Create psychological safety
Let employees take risks without being punished. We’ve all heard the saying, “don’t bring me problems, bring me solutions”. Adam warns us that if we preach this to our employees we’ll never hear about the biggest problems in the organization, the ones that are too big for one person to solve.
Facilitate knowledge sharing
Build check-in points into your employee lifecycle. For example, after an employee’s first 90 days, conduct an interview with them where you ask how they’re acclimating, what their passionate about, and how the company can improve.
Make the unfamiliar familiar
New ideas can usually feel scary or weird. Instead of shooting ideas down right away, allow them to feel familiar in the organization. We know from psychological research that people need to hear or interact with a new idea 10-12 times before it can sink in.

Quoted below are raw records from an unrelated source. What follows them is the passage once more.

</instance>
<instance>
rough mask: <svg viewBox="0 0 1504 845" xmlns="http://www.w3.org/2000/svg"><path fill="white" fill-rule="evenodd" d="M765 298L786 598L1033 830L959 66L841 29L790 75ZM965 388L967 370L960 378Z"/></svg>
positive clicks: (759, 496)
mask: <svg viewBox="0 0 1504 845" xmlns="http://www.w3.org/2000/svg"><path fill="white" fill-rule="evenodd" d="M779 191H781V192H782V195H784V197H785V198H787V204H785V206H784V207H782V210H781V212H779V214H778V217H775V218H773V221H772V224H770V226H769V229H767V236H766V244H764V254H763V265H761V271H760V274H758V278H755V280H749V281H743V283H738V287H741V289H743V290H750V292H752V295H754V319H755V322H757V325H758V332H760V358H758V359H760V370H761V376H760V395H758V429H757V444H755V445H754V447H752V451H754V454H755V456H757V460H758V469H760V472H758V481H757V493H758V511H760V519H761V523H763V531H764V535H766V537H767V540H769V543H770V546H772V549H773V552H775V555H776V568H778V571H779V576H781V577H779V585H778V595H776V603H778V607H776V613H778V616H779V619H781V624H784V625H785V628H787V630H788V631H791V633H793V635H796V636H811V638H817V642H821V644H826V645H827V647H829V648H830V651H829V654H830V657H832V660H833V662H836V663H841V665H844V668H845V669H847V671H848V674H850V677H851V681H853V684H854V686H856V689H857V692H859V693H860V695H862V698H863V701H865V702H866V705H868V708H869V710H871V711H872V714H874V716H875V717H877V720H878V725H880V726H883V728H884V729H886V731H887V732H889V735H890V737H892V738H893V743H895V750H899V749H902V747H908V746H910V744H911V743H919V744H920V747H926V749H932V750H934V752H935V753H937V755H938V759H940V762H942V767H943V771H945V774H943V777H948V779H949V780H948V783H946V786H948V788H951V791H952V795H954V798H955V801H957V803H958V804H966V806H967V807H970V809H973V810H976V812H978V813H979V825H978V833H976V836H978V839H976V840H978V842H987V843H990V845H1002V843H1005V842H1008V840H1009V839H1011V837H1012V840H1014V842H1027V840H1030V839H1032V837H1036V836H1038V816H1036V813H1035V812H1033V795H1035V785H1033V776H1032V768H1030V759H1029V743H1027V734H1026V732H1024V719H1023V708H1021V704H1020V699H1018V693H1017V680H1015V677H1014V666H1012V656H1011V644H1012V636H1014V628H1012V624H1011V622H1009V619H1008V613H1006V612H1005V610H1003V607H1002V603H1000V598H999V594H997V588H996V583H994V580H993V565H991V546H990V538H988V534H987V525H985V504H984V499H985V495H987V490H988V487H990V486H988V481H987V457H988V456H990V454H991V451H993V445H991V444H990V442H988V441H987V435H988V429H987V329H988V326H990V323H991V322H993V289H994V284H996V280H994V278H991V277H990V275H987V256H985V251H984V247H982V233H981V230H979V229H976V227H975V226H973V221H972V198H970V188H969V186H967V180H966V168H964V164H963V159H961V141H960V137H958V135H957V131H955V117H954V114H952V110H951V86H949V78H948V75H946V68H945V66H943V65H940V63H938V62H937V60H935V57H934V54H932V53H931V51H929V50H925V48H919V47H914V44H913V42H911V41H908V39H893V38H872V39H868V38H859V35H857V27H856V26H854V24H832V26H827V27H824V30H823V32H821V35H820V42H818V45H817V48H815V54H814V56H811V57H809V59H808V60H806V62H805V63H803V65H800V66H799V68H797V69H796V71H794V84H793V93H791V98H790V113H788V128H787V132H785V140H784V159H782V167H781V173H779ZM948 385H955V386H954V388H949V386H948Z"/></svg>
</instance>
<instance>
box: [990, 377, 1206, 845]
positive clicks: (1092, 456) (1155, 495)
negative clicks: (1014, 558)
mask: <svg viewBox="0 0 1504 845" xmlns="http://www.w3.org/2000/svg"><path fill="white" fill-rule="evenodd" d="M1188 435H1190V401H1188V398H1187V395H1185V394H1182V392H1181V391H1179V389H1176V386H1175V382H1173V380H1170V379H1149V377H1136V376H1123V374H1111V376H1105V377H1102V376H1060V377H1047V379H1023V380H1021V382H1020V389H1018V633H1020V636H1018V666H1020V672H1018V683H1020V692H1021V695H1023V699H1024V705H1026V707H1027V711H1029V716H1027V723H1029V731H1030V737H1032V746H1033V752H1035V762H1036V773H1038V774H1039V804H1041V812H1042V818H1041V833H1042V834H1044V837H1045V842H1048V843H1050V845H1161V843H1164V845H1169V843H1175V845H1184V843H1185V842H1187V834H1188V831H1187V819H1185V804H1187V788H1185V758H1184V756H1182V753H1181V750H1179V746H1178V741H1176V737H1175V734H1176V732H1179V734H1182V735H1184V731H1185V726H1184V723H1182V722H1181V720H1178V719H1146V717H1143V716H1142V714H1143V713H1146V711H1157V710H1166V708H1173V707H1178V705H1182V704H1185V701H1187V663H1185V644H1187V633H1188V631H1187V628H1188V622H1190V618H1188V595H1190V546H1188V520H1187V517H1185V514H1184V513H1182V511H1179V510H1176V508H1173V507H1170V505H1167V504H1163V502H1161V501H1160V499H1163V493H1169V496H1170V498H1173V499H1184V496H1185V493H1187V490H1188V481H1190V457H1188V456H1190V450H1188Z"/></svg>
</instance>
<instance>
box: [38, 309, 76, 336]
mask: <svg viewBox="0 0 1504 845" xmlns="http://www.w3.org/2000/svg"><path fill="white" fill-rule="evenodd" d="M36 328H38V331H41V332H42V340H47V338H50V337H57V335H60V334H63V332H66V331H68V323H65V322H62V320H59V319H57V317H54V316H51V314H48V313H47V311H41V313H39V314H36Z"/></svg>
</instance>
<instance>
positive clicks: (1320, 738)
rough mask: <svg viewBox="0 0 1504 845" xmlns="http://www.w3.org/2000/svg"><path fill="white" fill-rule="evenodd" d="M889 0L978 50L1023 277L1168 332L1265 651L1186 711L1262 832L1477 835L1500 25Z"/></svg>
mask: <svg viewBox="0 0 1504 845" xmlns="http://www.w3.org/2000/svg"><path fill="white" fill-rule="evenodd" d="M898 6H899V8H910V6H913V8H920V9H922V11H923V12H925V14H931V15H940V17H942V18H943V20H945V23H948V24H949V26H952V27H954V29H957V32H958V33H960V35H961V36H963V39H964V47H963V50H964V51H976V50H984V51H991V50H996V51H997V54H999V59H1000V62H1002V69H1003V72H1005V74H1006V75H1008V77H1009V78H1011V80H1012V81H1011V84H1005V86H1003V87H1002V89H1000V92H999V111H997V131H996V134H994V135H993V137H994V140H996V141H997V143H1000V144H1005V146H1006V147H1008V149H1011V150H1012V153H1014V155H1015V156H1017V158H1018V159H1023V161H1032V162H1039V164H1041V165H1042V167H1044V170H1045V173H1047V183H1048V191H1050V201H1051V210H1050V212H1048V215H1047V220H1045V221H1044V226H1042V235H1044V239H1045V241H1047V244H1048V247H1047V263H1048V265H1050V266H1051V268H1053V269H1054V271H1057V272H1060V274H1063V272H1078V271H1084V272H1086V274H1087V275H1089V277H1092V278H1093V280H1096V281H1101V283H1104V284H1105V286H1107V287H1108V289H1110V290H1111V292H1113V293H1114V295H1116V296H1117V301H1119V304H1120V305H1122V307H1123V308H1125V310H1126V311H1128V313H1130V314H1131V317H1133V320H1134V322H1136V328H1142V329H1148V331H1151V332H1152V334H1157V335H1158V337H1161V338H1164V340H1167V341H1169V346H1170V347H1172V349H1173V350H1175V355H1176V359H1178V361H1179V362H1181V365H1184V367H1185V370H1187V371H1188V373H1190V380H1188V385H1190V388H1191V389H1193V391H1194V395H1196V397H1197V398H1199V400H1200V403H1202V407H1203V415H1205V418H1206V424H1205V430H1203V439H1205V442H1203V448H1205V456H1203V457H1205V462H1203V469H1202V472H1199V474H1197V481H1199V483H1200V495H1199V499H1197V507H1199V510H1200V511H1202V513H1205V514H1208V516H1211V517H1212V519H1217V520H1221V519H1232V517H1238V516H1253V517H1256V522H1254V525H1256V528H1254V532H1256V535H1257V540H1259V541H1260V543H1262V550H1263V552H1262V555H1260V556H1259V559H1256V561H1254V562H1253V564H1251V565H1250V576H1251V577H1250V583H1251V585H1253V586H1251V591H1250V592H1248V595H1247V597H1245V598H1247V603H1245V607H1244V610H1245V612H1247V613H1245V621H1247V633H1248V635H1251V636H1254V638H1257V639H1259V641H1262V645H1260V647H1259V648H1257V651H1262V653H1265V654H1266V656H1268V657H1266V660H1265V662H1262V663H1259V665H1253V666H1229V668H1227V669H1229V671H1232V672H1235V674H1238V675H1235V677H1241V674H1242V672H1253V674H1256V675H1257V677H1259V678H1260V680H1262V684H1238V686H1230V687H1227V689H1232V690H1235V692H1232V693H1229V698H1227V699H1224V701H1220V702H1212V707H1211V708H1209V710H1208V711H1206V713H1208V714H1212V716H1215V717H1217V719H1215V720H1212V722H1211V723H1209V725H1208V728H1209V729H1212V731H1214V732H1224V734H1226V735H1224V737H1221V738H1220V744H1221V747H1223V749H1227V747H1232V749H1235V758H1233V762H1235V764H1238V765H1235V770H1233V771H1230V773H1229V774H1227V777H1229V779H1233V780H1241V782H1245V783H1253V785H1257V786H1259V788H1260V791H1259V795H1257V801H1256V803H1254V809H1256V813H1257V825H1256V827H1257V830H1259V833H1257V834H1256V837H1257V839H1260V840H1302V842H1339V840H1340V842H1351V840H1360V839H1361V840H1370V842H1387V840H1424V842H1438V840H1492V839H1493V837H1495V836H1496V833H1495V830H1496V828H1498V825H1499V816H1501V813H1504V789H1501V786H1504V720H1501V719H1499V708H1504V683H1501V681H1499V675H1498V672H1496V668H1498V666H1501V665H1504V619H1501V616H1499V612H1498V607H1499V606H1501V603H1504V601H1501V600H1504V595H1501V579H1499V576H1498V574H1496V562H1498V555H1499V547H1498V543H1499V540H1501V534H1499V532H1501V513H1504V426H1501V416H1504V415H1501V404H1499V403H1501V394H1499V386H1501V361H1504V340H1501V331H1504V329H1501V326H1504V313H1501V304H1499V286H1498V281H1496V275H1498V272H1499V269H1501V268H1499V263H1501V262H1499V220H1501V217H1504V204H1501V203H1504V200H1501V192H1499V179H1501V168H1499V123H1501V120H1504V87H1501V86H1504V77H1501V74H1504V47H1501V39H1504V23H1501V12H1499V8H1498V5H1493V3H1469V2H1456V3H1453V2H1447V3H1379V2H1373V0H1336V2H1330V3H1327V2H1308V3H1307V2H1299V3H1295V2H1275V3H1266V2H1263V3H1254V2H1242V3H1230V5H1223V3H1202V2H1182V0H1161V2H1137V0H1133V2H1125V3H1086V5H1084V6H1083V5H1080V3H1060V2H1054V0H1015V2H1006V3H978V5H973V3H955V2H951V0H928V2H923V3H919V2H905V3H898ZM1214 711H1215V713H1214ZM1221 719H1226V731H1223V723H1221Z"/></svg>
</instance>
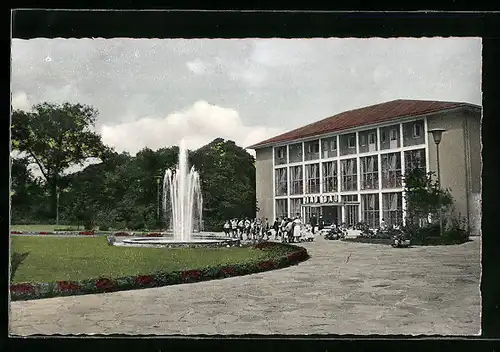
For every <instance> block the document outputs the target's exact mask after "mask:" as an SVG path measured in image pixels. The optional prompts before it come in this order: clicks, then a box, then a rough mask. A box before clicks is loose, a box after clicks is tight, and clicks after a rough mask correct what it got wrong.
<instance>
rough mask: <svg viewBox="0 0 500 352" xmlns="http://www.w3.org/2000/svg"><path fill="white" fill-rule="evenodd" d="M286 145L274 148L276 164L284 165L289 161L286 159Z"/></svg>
mask: <svg viewBox="0 0 500 352" xmlns="http://www.w3.org/2000/svg"><path fill="white" fill-rule="evenodd" d="M286 159H287V158H286V147H276V148H274V164H275V165H283V164H286V163H287V160H286Z"/></svg>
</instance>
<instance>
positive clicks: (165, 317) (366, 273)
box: [10, 238, 480, 335]
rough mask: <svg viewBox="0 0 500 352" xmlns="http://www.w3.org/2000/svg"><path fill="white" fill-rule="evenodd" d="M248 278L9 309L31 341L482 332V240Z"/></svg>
mask: <svg viewBox="0 0 500 352" xmlns="http://www.w3.org/2000/svg"><path fill="white" fill-rule="evenodd" d="M303 245H304V247H307V249H308V251H309V253H310V254H311V259H309V260H308V261H306V262H303V263H301V264H299V265H297V266H294V267H289V268H285V269H281V270H275V271H271V272H264V273H259V274H254V275H249V276H242V277H236V278H228V279H223V280H216V281H208V282H200V283H195V284H182V285H176V286H168V287H162V288H153V289H144V290H135V291H122V292H115V293H109V294H100V295H87V296H72V297H58V298H50V299H43V300H34V301H18V302H12V304H11V316H10V317H11V322H10V324H11V325H10V331H11V333H12V334H16V335H30V334H79V333H85V334H88V333H101V334H110V333H121V334H162V335H163V334H246V333H248V334H314V333H318V334H444V335H468V334H470V335H473V334H477V333H479V327H480V292H479V278H480V264H479V263H480V254H479V247H480V246H479V240H478V239H476V240H474V241H472V242H469V243H466V244H463V245H459V246H441V247H415V248H409V249H394V248H391V247H389V246H383V245H372V244H361V243H348V242H339V241H326V240H324V239H322V238H319V239H317V241H316V242H313V243H305V244H303Z"/></svg>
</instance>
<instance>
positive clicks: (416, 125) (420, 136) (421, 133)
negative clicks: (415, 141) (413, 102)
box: [412, 123, 422, 138]
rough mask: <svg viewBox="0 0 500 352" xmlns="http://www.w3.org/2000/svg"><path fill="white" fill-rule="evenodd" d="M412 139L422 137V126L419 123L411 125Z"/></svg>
mask: <svg viewBox="0 0 500 352" xmlns="http://www.w3.org/2000/svg"><path fill="white" fill-rule="evenodd" d="M412 130H413V138H420V137H421V135H422V126H421V125H420V124H419V123H414V124H413V128H412Z"/></svg>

Encourage your employees, whenever possible, to liken new ideas to similar strategies the team has tried in the past.
Put your worst foot forward
When your employees are presenting novel ideas, have them lead with the objections or weaknesses. This strategy mentally transitions the listener from the defensive to the offensive, where they can participate in how to make the idea work.
Bury culture fit
Hire for culture contribution instead of culture fit. When we use “would I want to get drinks with this person” as a hiring criterion, we end up selecting employees who are similar to us and we weed out diversity. The goal is to enrich the culture and continuously add to it instead of trying to keep it the same.